Among gynecologic patients, 46% CAsSched, 28% ToxDelay, 13% OthDelay, 7% DNComplete, and 6% declined chemotherapy in the EUC group and 63% CAsSched, 21% ToxDelay, 10% OthDelay, and 6% DNComplete chemotherapy in the TPN group. Approximately 87% of gynecologic patients in each study group completed radiation treatment, including C-Delay (51% of the EUC group and 42% of the TPN group). Only 2 patients in the EUC group and 3 patients in the TPN group failed to complete radiation treatment, and 3 patients in the EUC group and 2 patients in the TPN group refused radiation treatment.
By controlling for study group using polytomous logistic regression models, gynecologic patients with advanced cancer (stage III, state IV, or recurrent) had significantly higher odds of no adhering to chemotherapy (P < .01). Cancer stage was not associated with radiation adherence for gynecologic patients or with either treatment adherence for breast patients. In addition, there were no significant differences in adherence rates when comparing patients' baseline status (ie, before initiating treatment vs during or after acute treatment) between study groups.
Nearly 33% of the patients with breast cancer and >33% of patients with gynecologic cancer in each study group were not fully adherent to follow-up appointments and either had missed at least 1 scheduled follow-up appointment or had failed to return to the clinic. Site pharmacy records indicated that 44 patients obtained tamoxifen or anastrozole, they had an overall 59% adherence rate, and there was no significant difference in the rate between study groups. Of 27 patients who received antidepressants, adherence rates, defined as obtaining the prescribed number of refills, were significantly better among TPN patients (67%; 10 of 15 patients) compared with EUC patients (25%; 3 of 12 patients; P = .03).

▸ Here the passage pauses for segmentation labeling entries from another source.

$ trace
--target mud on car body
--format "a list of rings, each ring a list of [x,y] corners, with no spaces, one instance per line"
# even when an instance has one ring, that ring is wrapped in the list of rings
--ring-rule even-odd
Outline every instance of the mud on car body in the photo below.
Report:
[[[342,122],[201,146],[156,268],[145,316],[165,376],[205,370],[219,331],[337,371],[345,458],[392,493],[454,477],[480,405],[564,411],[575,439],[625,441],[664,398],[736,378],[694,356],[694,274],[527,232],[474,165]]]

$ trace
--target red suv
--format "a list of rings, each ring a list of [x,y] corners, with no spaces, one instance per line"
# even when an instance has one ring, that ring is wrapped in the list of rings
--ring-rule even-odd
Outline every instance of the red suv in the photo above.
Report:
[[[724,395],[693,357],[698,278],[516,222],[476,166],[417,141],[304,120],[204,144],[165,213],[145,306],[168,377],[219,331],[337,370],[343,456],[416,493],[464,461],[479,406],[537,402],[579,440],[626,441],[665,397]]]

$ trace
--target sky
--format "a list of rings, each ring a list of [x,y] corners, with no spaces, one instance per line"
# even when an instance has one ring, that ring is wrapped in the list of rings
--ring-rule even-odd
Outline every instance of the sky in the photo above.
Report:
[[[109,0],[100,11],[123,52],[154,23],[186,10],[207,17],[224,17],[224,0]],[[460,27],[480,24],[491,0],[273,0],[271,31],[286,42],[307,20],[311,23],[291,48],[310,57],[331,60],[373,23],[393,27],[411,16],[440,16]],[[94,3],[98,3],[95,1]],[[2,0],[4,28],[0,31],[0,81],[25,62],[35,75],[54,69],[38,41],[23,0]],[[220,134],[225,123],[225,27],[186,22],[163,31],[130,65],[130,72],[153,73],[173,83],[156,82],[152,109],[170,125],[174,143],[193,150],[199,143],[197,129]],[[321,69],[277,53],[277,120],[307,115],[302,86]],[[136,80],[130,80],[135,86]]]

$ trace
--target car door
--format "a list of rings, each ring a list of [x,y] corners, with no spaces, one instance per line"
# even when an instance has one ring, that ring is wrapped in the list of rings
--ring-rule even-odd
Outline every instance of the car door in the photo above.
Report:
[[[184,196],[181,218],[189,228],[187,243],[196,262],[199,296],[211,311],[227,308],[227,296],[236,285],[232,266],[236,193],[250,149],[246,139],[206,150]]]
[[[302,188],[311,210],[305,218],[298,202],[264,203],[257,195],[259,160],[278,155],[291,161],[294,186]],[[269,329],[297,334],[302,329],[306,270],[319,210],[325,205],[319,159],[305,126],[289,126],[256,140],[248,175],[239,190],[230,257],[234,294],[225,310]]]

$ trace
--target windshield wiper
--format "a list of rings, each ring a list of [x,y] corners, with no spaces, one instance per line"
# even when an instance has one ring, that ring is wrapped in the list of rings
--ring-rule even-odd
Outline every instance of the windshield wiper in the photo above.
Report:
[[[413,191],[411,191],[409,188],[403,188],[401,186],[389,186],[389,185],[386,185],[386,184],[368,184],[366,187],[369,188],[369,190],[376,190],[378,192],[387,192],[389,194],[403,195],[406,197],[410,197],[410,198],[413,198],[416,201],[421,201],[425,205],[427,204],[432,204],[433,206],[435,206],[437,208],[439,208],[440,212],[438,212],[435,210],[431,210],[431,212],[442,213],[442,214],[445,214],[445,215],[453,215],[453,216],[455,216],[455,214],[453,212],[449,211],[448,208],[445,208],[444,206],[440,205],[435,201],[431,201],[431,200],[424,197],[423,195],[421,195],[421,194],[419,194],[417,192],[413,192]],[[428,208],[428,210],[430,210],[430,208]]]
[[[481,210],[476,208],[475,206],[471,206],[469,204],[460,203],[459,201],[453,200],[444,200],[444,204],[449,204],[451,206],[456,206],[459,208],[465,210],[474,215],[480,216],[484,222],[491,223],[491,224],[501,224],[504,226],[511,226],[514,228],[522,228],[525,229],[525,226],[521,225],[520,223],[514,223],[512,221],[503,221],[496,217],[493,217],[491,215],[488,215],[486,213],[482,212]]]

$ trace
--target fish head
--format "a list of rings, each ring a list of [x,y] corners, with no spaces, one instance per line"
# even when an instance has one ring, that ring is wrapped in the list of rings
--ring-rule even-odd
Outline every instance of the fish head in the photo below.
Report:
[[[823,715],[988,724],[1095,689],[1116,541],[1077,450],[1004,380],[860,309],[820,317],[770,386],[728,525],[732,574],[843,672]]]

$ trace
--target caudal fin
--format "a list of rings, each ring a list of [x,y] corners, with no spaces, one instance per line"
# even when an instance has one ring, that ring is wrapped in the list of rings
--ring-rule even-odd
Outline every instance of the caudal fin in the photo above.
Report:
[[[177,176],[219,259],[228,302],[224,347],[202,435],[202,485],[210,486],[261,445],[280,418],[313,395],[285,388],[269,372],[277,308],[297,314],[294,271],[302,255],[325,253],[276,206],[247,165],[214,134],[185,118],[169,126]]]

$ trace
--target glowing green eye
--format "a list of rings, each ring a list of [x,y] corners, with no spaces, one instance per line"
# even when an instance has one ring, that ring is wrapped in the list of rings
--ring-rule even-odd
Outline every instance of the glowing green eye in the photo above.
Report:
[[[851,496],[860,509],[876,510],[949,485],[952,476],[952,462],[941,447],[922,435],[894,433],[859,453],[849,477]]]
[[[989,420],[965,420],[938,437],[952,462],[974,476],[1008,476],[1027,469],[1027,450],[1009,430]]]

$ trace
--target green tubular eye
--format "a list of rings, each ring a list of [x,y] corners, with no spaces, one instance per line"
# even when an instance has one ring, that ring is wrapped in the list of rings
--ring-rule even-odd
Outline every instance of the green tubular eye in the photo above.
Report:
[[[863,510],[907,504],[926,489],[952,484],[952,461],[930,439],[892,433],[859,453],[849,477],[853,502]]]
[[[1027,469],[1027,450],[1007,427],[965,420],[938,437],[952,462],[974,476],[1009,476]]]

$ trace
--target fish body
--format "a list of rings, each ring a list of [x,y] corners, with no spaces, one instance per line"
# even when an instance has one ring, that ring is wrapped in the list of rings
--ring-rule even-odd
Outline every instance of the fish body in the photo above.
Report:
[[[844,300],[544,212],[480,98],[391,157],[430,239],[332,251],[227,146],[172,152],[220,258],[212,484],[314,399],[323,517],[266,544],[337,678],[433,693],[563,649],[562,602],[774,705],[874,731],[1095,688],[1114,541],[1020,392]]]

Adherence, Mortality, and Quality-of-Life Outcomes
There were no significant interactions between study group or adherence (CAsSched or not CAsSched) for either mortality or quality-of-life outcomes. Therefore, combined data from TPN and EUC were used to evaluate the associations between timely adherence, the death rate, and quality-of-life FACT-G subscales (Table 4). Gynecologic patients who failed to complete the prescribed chemotherapy regimen as scheduled had a higher death rate at 12 months (29.17% vs 10.34%; P = .01). FACT-G subscale mean scores did not vary between timely and not timely adherence groups in regression models that were controlled by baseline scores and cancer stage. Patient costs-of-care worries were similar between the TPN group and the EUC group. Polytomous logistic regression models were used to compare the odds of adherence to treatment between patients with or without reported cost concerns at either 6 months or 12 months. Adherence was not associated significantly with cost concerns in either breast cancer patients or gynecologic patients.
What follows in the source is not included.